Last Updated:Friday - 09/24/2010
March 13, 2000
No need for private hospitals
The Alberta government's proposal to allow so-called private surgical clinics has been met with widespread consternation. The reticence of the public to accept this innovation is entirely understandable even if not for the reason most commonly stated.
Many fear that these clinics will lead directly and inexorably to a two-tier medical system. However, the government has pledged to respect the principles of the Canada Health Act and it has stated that all payments to the private hospitals will be made by the medicare system. Private hospitals (that's what they ought to be called) will not be allowed to extra bill patients, charge them directly or allow queue jumping. It's only fair to assume that the government will try to live up to its commitments.
Nor is there any reason to drive all profit-making from the medical system. Many aspects of the medical system are already privatized and a system of fully socialized medicine is not being seriously proposed.
However, we ought to be concerned by further privatization. It is worth recalling that Church groups, primarily orders of Catholic religious women, established the first hospitals in Alberta. They did this to serve the needs of suffering, vulnerable people and they did it efficiently. The nuns provided patient care no matter what the cost - although the cost in early days was more in the form of hours of work than in dollars and cents.

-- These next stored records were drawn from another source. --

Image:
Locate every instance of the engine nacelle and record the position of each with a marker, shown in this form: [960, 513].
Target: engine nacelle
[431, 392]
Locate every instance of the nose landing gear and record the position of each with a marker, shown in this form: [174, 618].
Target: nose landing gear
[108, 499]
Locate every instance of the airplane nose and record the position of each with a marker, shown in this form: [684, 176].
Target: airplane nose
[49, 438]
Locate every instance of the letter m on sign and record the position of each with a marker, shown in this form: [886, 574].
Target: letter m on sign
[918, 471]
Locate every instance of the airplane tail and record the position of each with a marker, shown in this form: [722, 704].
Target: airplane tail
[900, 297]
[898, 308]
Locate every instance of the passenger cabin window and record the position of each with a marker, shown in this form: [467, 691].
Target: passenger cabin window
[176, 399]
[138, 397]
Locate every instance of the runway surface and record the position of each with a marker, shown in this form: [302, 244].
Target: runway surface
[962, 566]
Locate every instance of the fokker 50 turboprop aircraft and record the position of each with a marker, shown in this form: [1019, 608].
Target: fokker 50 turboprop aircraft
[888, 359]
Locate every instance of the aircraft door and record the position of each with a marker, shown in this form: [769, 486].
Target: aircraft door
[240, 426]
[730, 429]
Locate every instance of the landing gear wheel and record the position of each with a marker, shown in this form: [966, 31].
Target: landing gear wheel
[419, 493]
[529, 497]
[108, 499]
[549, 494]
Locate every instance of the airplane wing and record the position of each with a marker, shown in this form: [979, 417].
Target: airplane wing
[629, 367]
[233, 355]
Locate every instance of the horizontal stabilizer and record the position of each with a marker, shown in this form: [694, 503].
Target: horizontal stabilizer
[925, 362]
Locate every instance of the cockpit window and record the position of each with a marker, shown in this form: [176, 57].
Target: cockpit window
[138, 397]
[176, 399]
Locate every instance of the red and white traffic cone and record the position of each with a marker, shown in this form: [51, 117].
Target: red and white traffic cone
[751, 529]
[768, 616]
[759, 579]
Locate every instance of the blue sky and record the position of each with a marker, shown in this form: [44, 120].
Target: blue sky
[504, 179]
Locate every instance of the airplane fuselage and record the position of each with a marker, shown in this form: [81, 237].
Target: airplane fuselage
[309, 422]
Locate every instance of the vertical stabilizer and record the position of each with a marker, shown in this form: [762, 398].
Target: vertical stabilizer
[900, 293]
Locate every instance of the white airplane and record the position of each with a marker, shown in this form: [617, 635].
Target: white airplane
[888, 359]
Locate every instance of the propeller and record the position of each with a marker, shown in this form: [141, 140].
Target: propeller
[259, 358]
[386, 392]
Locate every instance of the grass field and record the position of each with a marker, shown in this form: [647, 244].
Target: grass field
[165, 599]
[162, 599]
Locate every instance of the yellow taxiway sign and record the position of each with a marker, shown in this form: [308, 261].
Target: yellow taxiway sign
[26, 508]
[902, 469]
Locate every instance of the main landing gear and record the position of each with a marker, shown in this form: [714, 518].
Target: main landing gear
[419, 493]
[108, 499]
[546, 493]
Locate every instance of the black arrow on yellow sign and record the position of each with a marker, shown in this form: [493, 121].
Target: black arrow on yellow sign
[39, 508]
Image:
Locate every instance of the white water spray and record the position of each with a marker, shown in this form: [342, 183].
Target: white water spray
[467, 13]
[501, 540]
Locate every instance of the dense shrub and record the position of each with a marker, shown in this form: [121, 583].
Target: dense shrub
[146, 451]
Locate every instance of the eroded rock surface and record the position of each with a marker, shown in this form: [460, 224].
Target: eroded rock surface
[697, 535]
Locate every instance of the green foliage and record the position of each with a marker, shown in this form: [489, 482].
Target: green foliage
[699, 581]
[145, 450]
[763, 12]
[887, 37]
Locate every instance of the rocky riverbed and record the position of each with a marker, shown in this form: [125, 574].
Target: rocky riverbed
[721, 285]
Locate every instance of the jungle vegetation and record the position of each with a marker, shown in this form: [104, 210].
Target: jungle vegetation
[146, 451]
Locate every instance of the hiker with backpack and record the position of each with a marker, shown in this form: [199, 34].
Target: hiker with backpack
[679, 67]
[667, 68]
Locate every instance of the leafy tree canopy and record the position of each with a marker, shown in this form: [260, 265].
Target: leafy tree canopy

The medical system has changed enormously since those early days but patient care, not financial efficiency, still ought to remain the central value. The government believes patient care will not be jeopardized by further privatization. Perhaps not. But it should at least be aware that the more control passes into private hands, the less is the government's ability to set standards.
There is a line that, if crossed, will make the profitability of private hospitals an equal or higher value than that of the care of at least some patients. When that line is reached, we will have a two-tier medical system, regardless of whether the tiers are established by patients' wealth or some other factor.
As well, private hospitals are supposed to provide services not readily available through the public system. Yet if the total amount spent on health care does not increase proportionately, then private hospitals can only function to the detriment of public hospitals. It is the lower priority types of surgery that are most likely to be farmed out to private hospitals because it is those where the longest waiting lists are to be found. Funneling money away from the public hospitals to lower-priority surgery at private hospitals will thus be a barrier to the public hospitals doing some of their most important work. Private hospitals may cut waiting lists for hernias, but diminish public hospitals' ability to provide serious surgery.
If waiting lists on lower priority services are the issue then the solution is to provide better funding, not to create a new form of institution.
The treatment of workers in the health system is also a concern. Private hospitals will only be able to make a profit by operating with lower labour costs than public hospitals. It may be that the private hospitals make more efficient use of a smaller number of staff. However, it is likely that the staff at private hospitals will be non-unionized and that efforts will be made to keep unions out.
This raises the issue of whether the government's real agenda is an anti-union one. One can only speculate because the union issue, as obvious as it might be, has received scant public attention.
In that context, the Catholic Church's teaching needs to be reiterated - workers have a right to form unions and, whether they are unionized or not, they have a right to decent pay and working conditions. We may not agree with all strikes and all tactics of unions, but our Church has a clear teaching respecting workers' right to bargain collectively for their mutual benefit.
The government's goal of trying to run an efficient health care system is a laudable one. But it is hard to see how private hospitals will achieve that goal without creating larger problems. Alberta has a good health care system. The government should not throw out the baby with the bath water.